When Apple revealed its new programming language Swift in 2014, some prophesied it would disrupt the iOS development job market and bring down salaries. Luckily for the iOS developers, that didn’t turn out to be the case.
The forecasters shot off the mark because they made a crucial mistake in assessing what iOS developers are paid to do. I want to tell you this story because I see the same mistake being made by the crowd that today worries AI will eat up knowledge work and make us all redundant.
Before the introduction of Swift, iOS and macOS apps were predominantly written in Objective-C1. This programming language what developed in the early 1980s, and many steered away from it because of its dated syntax and the peculiar use of square brackets for invoking methods2. Swift represented a breath of fresh air for developers in the Apple platform. Compared to Objective-C, the syntax felt lean and modern. Apple had successfully smoothed the learning curve and lowered the barrier to entry.
Many observers thought developers from other backgrounds could now quickly jump into the Apple ecosystem thanks to Swift. They expected this to produce a sudden increase in supply in the job marketplace but without a comparable change in demand and in salaries going down as a result.

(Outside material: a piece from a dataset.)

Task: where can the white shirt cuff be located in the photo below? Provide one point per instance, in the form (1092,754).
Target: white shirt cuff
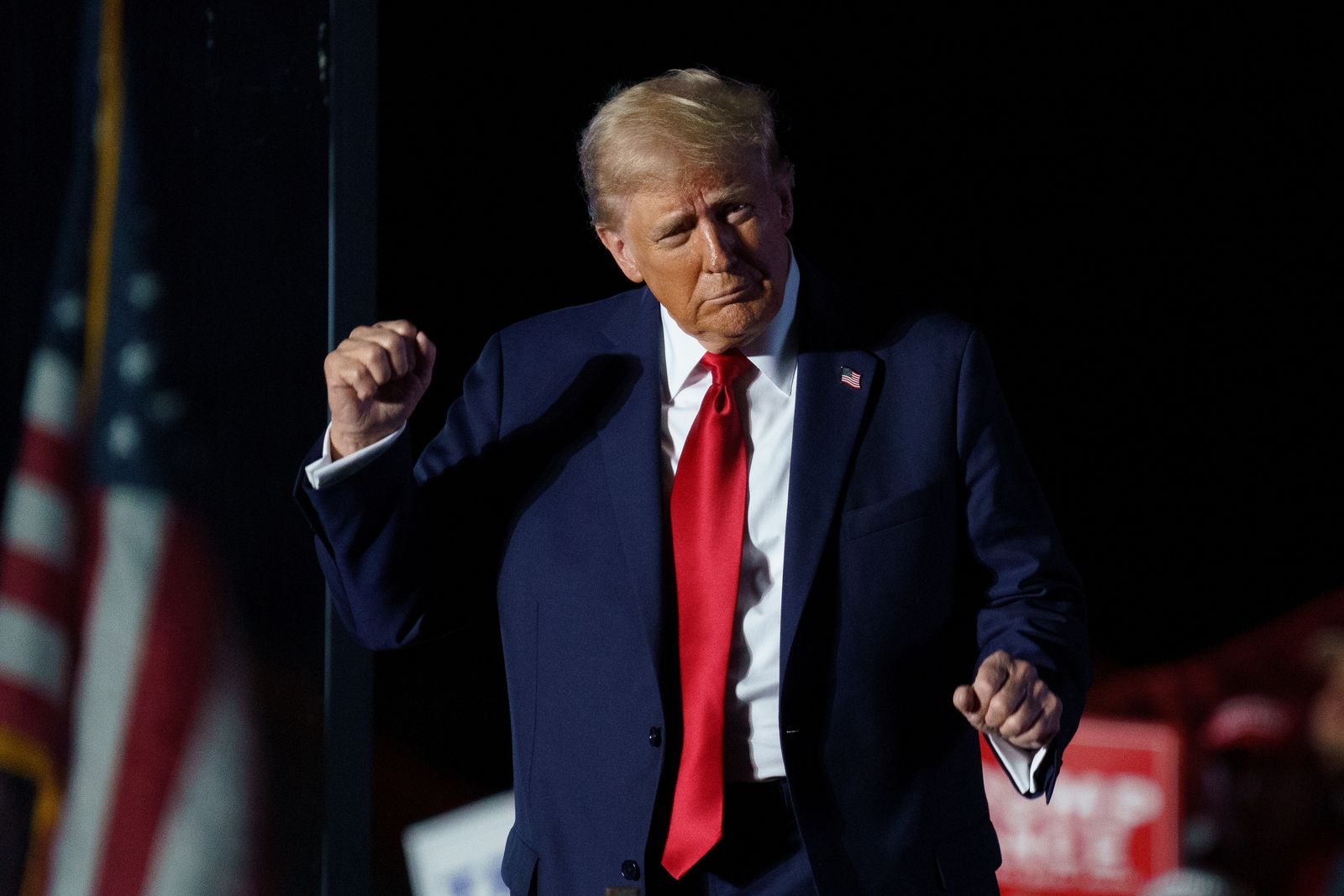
(1021,763)
(326,472)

But Swift didn’t affect the supply and demand in the marketplace because, as every enthusiastic developer attempting to jump into iOS development soon realized, there’s much more that goes into shipping an app than knowing how to code in the recommended programming language.
Swift might have made the coding more accessible but didn’t remove the hurdle of learning how to converse with the iOS and macOS runtime, draw UIs, store data, or interact with the various other Apple APIs and frameworks. The new programming language didn’t help navigate Apple’s infamous process for signing applications for distribution nor made its arcane errors easier to understand. For all its improvements, Swift did not help developers get past the strict App Store review process.
Making it easier to write the code to build Apple apps did not disrupt the iOS development market because writing the code was and still is only a tiny fraction of what it means to work in the Apple ecosystem.
Fast forward to the present day, and we can observe similar prophecies for how ChatGPT will disrupt many professions that rely on writing or how image generation AIs will leave many artists out of a job. What a superficial analysis of the marketplace. What a demeaning mental model for what creative knowledge work means.
[ChatGPT] is unlikely in its current form to significantly disrupt the job market. Much of what occurs in offices, for example, doesn’t involve the production of text, and even when knowledge workers do write, what they write often depends on industry expertise and an understanding of the personalities and processes that are specific to their workplace.
Generative AIs will not steal your knowledge job because your job was never about pushing buttons to generate artifacts. Your job is to think critically about which buttons to push and to collaborate with other creative minds to make timely, context-specific decisions which drive the generation of artifacts.
1 – The were ways of writing apps in other languages such as Ruby with RubyMotion but they always remained niche. That no alternative syntax ever gained sizable traction is in itself telling of how the programming language of choice is only one of the many factors that affect an ecosystem’s learning curve.
2 – I had many conversation back in the day with people disliking the square brackets. I always found that to be a poor approach to software development. Any software engineer worth its title should be willing to pick up any language necessary to get the job done. As a commentator put it in a heated Hacker News discussion on why Objective-C is hard, people fret over language syntax too much.